You can’t blame CNBC for taking a hard line. In recent months, rumors have swirled around the cable news world about efforts by News Corp. execs to poach CNBC talent. Still, Mr. Bolling’s attorney, Steven Mintz, told us he was amazed at the lengths CNBC was going to try to keep “a talking yak-yak” from continuing his television career elsewhere. “We think they are using nuclear weapons when maybe a small hand grenade would be appropriate,” said Mr. Mintz. (Of course, the media high road is littered with the roadkill of news organizations that thought they could defend themselves against Rupert Murdoch using small-caliber weapons.)
As for Fox, it’s not exactly hiding its intentions. Last month, a top executive filed an affidavit with the court stating, “If Mr. Bolling were free to work for the Fox Business Network, we would be very interested in hiring him.”
ON MONDAY, CBS MADE IT OFFICIAL: As of next Monday, Shelley Ross will be taking over the reigns of The Early Show as senior executive producer.
Early has long been mired in third place, and Ms. Ross, who made her name in part by helping take ABC’s Good Morning America from last to almost first, appears to have been given the authority to make sweeping changes. But a 1998 memo, written by Ms. Ross while she was at ABC, suggests that she may not have driven the key personnel decision at the heart of GMA’s revival—the choice of Charles Gibson and Diane Sawyer as the show’s co-anchors.
“An easy choice for anchor is Jack Ford who is very smart and very watchable,” Ross wrote. “I have liked watching him since Court TV and through the OJ trial—especially on Larry King with Cynthia McFadden. I think he can play well off a variety of co-hosts.”
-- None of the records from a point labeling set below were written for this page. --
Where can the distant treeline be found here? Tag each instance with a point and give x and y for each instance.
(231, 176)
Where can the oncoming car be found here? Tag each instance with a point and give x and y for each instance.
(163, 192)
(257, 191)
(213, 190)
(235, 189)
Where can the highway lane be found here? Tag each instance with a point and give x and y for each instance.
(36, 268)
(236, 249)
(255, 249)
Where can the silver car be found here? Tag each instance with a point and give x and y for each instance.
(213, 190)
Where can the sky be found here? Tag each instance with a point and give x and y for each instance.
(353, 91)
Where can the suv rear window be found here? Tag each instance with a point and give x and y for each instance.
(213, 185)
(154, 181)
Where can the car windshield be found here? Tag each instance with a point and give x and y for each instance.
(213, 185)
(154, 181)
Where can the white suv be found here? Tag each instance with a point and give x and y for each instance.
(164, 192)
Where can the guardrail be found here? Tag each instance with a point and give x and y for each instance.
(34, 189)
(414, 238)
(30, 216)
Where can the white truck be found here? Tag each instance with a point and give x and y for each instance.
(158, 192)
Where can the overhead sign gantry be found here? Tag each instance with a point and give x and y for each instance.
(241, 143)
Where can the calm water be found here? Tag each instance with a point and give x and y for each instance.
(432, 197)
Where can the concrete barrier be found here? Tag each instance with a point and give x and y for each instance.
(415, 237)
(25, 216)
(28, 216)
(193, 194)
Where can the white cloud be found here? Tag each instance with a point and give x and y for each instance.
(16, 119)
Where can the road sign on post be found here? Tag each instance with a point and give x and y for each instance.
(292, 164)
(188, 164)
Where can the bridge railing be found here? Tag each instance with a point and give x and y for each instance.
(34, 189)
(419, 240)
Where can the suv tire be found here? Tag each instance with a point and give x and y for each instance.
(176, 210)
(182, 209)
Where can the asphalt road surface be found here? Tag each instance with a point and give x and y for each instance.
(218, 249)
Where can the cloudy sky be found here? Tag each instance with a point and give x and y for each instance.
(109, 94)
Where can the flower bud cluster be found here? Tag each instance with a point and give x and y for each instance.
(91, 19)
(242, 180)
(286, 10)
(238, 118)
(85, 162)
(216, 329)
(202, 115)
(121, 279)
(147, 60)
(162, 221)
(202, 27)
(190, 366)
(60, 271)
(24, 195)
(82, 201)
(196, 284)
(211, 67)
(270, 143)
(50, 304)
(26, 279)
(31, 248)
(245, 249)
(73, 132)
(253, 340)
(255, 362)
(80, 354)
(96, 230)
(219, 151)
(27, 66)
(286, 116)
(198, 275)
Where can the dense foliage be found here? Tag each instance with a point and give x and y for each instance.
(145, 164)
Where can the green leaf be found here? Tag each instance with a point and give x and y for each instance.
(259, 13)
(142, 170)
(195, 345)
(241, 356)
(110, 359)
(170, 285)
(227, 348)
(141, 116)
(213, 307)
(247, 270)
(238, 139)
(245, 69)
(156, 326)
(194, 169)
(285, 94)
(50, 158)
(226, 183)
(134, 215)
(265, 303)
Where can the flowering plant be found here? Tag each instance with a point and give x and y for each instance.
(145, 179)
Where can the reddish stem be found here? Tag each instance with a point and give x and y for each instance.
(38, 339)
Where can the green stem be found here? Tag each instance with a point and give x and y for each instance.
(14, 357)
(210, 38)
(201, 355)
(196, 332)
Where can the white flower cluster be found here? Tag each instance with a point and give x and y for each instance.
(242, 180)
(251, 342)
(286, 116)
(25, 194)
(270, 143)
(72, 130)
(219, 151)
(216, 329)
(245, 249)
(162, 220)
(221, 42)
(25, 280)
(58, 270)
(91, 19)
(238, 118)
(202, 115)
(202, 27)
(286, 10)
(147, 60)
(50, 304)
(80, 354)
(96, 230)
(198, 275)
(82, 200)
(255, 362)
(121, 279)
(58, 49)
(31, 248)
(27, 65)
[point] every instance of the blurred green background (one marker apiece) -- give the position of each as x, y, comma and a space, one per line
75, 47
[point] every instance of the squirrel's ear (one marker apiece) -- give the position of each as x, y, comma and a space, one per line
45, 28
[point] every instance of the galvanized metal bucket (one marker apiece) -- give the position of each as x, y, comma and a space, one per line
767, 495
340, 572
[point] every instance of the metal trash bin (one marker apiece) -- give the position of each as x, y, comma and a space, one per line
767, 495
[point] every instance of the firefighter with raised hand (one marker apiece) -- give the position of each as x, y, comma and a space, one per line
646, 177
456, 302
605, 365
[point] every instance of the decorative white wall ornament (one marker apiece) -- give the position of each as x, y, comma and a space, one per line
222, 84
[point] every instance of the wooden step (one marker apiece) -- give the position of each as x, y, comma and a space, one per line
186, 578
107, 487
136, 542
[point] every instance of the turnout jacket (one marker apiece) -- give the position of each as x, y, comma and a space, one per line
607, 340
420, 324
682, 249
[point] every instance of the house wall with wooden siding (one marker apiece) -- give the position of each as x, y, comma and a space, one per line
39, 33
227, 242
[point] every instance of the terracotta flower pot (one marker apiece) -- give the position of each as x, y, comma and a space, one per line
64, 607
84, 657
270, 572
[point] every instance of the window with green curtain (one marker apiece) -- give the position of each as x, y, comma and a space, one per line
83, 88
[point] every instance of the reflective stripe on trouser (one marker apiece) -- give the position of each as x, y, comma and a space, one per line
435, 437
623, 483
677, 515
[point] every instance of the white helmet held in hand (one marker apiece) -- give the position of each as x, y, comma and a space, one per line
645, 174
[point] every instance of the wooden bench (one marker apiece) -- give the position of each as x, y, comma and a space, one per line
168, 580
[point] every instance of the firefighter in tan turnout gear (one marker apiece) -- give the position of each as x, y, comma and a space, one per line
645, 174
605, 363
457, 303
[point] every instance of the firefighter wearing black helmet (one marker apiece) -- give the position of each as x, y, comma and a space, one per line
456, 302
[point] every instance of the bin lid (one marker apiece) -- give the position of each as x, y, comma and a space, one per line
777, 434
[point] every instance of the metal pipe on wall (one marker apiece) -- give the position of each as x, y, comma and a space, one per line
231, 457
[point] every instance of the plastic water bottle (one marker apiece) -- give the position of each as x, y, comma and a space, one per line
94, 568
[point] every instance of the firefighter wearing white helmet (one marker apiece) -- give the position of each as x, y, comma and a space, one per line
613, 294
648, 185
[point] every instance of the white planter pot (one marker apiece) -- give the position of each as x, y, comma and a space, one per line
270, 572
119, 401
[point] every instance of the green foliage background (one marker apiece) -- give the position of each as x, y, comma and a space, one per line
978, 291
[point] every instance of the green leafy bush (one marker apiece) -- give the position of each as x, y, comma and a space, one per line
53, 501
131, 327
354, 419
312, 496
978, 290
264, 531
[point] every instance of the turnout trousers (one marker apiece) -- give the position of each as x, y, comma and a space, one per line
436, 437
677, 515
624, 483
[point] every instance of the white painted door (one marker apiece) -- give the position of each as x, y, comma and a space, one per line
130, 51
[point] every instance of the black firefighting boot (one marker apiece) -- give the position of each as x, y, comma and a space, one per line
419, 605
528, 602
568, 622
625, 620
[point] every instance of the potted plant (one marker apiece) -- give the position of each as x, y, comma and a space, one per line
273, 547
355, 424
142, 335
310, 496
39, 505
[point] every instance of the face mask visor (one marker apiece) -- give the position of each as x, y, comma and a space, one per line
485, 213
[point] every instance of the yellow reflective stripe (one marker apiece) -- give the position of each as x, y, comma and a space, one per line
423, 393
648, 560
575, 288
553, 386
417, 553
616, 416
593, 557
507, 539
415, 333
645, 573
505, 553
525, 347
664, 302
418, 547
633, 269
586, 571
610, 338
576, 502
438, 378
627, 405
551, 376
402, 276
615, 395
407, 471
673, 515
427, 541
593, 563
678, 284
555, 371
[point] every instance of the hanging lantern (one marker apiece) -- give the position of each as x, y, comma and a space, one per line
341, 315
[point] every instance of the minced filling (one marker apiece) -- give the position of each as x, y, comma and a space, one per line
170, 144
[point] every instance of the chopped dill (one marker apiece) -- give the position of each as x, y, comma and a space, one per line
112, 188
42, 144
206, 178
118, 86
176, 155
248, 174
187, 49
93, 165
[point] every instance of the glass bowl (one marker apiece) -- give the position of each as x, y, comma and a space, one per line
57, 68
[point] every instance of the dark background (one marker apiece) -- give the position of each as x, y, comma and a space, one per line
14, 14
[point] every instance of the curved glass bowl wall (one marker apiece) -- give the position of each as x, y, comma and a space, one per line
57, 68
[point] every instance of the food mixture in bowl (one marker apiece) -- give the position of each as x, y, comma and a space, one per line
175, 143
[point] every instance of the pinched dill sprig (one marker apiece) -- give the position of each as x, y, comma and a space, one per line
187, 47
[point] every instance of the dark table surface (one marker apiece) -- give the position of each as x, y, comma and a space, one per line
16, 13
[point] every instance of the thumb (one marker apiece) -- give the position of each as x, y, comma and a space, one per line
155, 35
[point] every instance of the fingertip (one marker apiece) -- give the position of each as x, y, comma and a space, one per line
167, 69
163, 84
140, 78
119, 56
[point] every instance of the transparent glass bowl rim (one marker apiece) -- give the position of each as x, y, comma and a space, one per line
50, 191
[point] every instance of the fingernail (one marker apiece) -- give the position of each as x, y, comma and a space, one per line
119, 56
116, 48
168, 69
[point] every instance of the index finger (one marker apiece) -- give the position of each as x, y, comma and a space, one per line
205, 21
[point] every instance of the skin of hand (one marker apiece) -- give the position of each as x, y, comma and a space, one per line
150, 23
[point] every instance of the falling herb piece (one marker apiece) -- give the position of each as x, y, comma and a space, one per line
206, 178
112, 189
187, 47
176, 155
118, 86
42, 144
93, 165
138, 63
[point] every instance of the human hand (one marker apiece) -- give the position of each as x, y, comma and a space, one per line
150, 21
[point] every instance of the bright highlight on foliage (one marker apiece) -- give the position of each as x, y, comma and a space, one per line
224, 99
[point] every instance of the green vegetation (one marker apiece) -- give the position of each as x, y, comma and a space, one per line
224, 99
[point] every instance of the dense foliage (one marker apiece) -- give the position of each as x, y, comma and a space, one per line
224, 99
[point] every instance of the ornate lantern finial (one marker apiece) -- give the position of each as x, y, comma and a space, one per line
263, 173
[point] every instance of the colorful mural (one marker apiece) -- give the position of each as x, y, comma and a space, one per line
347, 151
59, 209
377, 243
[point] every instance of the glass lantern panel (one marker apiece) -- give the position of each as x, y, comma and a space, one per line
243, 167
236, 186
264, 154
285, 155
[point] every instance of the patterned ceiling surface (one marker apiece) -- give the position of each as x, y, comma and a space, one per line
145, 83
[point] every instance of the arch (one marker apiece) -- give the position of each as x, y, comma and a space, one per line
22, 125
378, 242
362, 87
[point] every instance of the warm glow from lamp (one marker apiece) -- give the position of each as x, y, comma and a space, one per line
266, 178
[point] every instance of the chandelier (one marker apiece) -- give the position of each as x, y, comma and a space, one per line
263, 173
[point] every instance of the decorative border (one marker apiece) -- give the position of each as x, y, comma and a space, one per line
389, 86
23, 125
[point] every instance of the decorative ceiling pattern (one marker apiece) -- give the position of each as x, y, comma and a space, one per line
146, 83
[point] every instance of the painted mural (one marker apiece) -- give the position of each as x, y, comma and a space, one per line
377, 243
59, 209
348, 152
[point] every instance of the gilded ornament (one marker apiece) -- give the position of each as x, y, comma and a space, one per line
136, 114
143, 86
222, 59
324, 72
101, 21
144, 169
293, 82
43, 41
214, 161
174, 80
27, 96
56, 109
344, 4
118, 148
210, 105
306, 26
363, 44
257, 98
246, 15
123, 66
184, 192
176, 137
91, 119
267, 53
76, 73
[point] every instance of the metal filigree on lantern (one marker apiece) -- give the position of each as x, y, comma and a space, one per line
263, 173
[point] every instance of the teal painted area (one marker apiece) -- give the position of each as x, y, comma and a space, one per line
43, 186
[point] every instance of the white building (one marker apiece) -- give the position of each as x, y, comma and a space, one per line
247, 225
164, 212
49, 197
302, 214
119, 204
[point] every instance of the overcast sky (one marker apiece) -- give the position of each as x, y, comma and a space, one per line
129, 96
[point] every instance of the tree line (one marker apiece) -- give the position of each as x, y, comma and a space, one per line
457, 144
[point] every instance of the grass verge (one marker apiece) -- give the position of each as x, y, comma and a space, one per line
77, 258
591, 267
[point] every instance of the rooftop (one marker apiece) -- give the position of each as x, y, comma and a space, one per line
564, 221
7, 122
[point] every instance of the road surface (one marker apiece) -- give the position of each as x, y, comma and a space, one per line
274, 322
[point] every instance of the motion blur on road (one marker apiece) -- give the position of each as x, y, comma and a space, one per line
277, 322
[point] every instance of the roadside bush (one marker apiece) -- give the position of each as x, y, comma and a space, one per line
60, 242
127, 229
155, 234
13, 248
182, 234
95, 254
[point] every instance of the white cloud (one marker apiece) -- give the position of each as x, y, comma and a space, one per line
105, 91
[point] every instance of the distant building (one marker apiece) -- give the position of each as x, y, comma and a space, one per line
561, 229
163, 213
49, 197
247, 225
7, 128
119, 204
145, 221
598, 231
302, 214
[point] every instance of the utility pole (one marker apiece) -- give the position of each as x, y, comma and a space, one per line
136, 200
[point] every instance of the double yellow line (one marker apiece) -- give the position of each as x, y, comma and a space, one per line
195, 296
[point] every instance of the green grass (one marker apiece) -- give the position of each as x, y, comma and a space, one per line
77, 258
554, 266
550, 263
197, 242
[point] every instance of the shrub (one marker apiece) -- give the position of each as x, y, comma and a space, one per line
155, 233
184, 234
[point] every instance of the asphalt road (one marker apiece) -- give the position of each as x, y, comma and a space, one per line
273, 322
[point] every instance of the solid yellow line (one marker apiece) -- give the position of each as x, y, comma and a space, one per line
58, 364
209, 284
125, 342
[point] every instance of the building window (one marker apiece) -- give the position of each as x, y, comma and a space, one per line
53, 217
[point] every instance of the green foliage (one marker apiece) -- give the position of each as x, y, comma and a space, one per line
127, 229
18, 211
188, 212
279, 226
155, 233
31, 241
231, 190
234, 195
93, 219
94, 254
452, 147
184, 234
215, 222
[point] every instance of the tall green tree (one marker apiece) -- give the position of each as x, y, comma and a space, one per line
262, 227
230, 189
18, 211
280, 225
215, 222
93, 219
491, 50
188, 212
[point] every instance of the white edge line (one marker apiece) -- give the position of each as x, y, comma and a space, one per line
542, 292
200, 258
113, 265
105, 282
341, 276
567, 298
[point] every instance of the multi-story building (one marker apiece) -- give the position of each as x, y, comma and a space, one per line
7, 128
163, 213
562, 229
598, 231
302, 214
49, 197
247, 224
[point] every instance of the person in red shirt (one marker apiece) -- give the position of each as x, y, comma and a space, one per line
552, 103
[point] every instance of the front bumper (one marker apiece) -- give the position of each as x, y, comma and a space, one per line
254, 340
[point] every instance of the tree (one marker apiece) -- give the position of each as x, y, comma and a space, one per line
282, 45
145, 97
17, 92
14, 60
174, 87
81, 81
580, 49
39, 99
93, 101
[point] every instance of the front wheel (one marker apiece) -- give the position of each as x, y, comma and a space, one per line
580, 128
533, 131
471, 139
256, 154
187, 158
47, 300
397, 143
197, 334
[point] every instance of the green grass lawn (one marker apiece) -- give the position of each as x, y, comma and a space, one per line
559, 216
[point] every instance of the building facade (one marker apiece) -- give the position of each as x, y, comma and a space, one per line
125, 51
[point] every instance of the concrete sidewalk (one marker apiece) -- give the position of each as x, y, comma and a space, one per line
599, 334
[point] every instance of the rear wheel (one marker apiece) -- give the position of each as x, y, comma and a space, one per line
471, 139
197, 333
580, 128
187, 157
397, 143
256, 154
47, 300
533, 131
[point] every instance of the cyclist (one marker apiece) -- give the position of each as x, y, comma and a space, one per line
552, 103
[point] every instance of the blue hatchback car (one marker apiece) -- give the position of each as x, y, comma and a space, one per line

She went on: “The female anchor choice is much tougher … I understand Connie Chung is under discussion for an interim solution. She is a pleasure to work with and watch on air … I still believe the best candidate is Elizabeth Vargas.” CBS executives are mum about what her arrival might mean for the show’s current anchor team, but NYTV is guessing that Jack Ford isn’t in the running.